Repositories for Maven2 are configured at Maven2 level (in settings.xml) and per project level (in POM).

The remote repositories

As it was stated on the beginning, you may have as much remote repositories as you like, but Maven2 comes preconfigured to use the "central" remote repository (see below) as default. The reason why would you like more then one remote repository is simple: you can separate artifacts, you can separate build or even you can create separate environments (these reasons will may be unclear for a common OSS developer).

Remote repositories are accessed mostly over plain HTTP transport, but it is not restricted to it. There are examples to repositories published over HTTPS, FTP or even over HTTPS with client key authentication too (2SSL). For the latter, there are sample deployments using Proximity.

The central remote repository

The central repository is an alias for a "Maven Repository Switchboard" named repository, which is found in maven-project-2.0.x.jar, deployed with Maven2. It points to a symbolic address "http://repo1.maven.org/maven2" which is simply an alias for "http://www.ibiblio.org/maven2/" (as of 2006. 06. 21.). The need for this alias were justified by recent ibiblio and/or codehaus blackout, when the alias was redirected to "http://repo.mergere.com/maven2/" as a quick solution, since all maven2 users without maven-proxy between them and repo "central" was doomed to failing builds!

The central repository is configured to not hold snapshots (not like Maven1 repository found on ibiblio!) -- a fact that is a way too much ignored (will see later when overrriding reposes why).

The local repository

The local repository is per default created in $HOME/.m2/repository directory. It will by time grow as new artifacts are fetched from remote repositories and as the developer installs artifacts into it locally. Simple formulation would be: the local repository will contain the union of all artifacts and their dependencies ever built with Maven2 using the given local repository.

Repository aggregation

Please read the the Aggregation of proxies may not be your friend article!

As we said already, Proximity aggregates multiple repositories. What does it mean actually? Well, first of all, you don't need to reference four (as provided in default config) different remote repositories (IT nightmare), it is enough only to reference Proximity.

Aggregation does brings some difficulties: what happens if some path (eg. /ant/ant/1.6.5/ant-1.6.5.pom) have defined contents in more then one repository? Proximity solves this by "who serve first - wins" algorithm. When Maven client issues a HTTP GET command with absolute URL (which is computed from artifact's groupId, artifactId and version), Proximity start looking for that item by iterating over his repositories. This is the reason why is so important the repository order in configuration.

Artifact "spoofing"

By placing repository A with similar content before repository B in repository list, we do an intentional spoof of artifacts from B with artifacts from A. This brings endless possibilities (but possibilities to errors too) to us.

Metadata merging

Beside this. for Maven2 to function properly, proper metadata (maven-metadata.xml) is very important. But metadata falls in a special category as opposed to those "general" artifacts descibed before. Spoofing is not always a good solution for them. Imagine a case, when you have configured the following repositories:

  • inhouse, hosted
  • central, proxied from http://repo1.maven.org/maven2
  • apache-snapshot, proxied from http://people.apache.org/maven-snapshot-repository

Let's say, you request artifact Doxia core. You can check yourself, but the /org/apache/maven/doxia/doxia-core/maven-metadata.xml file exists in both, central and apache-snapshot repositories. Which one should be served to Maven if requested?

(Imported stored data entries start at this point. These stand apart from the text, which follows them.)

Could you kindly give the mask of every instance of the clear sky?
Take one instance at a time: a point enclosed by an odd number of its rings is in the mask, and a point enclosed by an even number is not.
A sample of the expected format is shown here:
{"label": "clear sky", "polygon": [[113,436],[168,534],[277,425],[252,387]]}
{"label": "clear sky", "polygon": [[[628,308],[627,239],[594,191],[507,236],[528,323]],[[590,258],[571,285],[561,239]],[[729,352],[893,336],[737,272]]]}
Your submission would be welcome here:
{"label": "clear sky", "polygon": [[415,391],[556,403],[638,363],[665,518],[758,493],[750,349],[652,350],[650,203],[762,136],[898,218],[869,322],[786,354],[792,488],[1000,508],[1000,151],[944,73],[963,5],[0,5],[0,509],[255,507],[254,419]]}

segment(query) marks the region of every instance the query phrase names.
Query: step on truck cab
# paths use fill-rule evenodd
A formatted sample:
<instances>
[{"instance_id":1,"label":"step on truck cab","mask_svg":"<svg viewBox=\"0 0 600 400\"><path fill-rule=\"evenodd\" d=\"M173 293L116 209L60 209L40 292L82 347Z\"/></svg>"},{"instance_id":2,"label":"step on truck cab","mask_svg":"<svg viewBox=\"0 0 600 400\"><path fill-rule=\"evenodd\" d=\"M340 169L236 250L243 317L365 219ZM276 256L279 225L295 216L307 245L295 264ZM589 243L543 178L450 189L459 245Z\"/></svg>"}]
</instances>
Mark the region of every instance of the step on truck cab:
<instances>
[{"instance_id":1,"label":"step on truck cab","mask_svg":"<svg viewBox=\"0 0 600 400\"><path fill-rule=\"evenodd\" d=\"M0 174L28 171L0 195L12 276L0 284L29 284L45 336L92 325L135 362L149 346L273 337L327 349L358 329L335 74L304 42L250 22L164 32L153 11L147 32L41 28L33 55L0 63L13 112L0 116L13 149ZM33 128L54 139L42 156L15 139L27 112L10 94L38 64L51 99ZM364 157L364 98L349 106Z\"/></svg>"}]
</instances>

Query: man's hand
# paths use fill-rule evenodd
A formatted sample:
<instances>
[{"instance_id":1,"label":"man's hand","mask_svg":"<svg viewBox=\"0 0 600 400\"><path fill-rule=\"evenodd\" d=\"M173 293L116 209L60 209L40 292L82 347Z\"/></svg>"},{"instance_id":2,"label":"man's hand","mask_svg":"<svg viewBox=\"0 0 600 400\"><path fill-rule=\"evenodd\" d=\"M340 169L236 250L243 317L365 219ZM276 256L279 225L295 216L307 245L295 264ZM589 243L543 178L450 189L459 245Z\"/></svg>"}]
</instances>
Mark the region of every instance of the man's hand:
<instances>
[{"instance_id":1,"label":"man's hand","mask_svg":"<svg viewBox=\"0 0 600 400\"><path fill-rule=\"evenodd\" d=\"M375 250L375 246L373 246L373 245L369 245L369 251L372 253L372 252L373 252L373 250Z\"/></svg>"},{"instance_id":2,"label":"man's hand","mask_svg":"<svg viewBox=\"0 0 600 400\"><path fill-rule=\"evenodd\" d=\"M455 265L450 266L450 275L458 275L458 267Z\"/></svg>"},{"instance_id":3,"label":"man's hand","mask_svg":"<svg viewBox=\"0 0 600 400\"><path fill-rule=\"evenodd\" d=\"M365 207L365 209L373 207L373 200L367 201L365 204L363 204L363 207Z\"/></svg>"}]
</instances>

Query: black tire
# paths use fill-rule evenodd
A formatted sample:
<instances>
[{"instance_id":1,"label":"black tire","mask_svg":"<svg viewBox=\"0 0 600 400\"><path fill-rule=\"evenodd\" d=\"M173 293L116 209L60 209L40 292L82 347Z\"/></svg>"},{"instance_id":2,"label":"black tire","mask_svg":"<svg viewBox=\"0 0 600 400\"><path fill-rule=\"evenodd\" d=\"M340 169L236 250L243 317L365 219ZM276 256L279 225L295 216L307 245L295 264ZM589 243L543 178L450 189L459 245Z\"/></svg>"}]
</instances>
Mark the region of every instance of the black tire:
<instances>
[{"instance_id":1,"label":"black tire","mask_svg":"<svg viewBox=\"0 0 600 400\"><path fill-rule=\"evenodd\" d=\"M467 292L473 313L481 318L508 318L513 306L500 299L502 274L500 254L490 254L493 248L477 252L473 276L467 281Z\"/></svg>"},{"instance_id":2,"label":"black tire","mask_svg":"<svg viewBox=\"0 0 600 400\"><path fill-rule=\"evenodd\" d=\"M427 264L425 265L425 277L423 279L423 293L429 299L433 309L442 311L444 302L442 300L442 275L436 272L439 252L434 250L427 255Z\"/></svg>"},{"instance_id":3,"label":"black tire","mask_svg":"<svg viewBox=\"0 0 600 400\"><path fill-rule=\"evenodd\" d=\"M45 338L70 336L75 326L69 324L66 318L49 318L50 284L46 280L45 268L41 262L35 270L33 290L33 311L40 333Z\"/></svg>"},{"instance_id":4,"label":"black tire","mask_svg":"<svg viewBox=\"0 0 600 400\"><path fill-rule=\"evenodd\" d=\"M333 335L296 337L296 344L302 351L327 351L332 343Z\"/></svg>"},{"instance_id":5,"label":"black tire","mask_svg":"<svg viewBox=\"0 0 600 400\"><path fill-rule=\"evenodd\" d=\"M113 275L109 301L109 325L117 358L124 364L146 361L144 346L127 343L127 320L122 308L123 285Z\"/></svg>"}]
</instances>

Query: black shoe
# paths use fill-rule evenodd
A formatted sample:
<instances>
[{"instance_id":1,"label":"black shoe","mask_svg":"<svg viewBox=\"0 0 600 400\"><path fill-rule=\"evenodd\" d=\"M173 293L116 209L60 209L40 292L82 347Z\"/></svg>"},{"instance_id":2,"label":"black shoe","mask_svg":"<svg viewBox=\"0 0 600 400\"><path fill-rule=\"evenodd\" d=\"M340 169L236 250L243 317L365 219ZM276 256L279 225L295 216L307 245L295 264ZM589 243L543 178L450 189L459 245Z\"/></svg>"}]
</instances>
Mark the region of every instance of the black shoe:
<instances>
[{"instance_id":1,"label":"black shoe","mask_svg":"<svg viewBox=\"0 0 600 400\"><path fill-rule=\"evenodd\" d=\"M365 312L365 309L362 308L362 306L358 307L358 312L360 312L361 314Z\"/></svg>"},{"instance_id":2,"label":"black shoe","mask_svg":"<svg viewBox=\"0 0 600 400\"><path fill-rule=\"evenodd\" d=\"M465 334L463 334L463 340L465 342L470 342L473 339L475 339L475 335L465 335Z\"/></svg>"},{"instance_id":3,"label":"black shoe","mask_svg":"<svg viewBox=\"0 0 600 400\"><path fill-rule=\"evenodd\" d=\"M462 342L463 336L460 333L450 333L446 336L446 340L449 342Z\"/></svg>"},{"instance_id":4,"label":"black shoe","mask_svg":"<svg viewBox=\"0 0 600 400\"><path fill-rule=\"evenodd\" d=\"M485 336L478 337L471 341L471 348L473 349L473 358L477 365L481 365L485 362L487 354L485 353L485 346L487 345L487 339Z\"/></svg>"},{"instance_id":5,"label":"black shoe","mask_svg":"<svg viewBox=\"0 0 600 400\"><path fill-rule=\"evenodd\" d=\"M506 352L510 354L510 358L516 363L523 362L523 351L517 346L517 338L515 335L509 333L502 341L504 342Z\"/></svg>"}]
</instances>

Since this file is Maven metadata file, it should be merged. The merge operation within Proximity depends on repository's groupId. If the repositories are in the same group, the metadata will be merged, otherwise spoofed.

Using these techniques, we can fight against various "unstable" repositories, or simply "defend" a temporary malfunction (like dissapearance of Jakarta VFS unreleased version). If we would depend on it, we are able with Proximity to "spoof" it back into place at company level without to be doomed to failing builds until the remote repository that is proxied by Proximity is brought back to its original state.